Blocking information is like cutting off people’s water, it just seems wrong, but if we can’t afford to pay for serious journalism, we would suffer much greater problems in the future. As an example look at the age of
miss-information that Fox “News” has created.
What is very smart in all of this is that the New York Times is thinking ahead. The deluge of e-Readers that are about swamp the market will most likely funnel down into a paid prescription sort of package, as that internet providers will not be able to squeeze a third monthly charge for access. Your home connection, your phone and your tablet. It just won’t fly. But wrap that up together in a package with different content packages and I’ll buy it.

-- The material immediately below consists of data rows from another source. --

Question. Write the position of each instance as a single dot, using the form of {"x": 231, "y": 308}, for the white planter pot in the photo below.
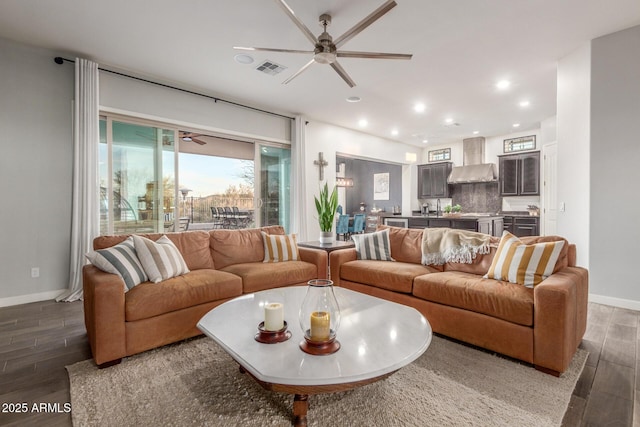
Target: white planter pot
{"x": 326, "y": 237}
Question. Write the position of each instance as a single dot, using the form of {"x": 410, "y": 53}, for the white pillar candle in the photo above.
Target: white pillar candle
{"x": 273, "y": 316}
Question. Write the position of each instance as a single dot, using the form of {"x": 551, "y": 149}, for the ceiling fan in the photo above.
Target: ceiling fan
{"x": 190, "y": 136}
{"x": 326, "y": 50}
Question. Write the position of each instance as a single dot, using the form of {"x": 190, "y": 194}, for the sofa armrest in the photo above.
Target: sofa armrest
{"x": 336, "y": 259}
{"x": 560, "y": 317}
{"x": 317, "y": 257}
{"x": 104, "y": 314}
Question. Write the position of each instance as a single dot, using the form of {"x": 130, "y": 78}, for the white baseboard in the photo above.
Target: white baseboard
{"x": 25, "y": 299}
{"x": 615, "y": 302}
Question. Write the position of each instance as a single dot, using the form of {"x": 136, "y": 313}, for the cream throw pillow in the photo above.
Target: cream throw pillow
{"x": 278, "y": 247}
{"x": 161, "y": 259}
{"x": 523, "y": 264}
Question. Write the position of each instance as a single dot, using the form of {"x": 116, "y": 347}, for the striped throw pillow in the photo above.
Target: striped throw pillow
{"x": 278, "y": 247}
{"x": 523, "y": 264}
{"x": 373, "y": 246}
{"x": 122, "y": 260}
{"x": 161, "y": 259}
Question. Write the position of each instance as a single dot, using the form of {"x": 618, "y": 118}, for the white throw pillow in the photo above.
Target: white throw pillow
{"x": 373, "y": 246}
{"x": 122, "y": 260}
{"x": 161, "y": 259}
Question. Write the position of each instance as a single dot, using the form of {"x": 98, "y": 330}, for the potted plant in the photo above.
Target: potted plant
{"x": 326, "y": 206}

The most important thing is that as technology steps into this new decade you will see an advance in e-readers that will make the hype for the Apple tablet seem without basis. Flexible screens, that you can fold and shove into your bag will be the tipping point for a complete exodus to digital news, as it will no longer make sense, neither environmentally nor economically, to produce a majority of printed news. Having begun to step into the waters of paid subscription again, the New York Times will, even if running a skeleton crew, still be alive for this new time of jubilee that will once again reposit newspapers as pillars of wealth as well as culture.
Whatever the Apple Tablet may turn out to be, based on the speculation of what it is purported to be, they are missing the boat. I don’t need an expensive one-sided laptop. But an affordable flexible reader that has my choice of content, that I can follow hyperlinks for further exploration or word/fact look ups, email articles to my friends, see videos attached to the news, fold up and shove in my bag; that will be a game changer, and worthy of subscription fees. I’m glad to see NY Times getting ready for that kind of game.
I’m also glad that subscribers to the physical paper will get free access to the site, that is fair and makes sense, I love reading the Times in my hands, but for passing articles and information on to friends and clients, the on-line site is essential. And will hold me over till the future arrives.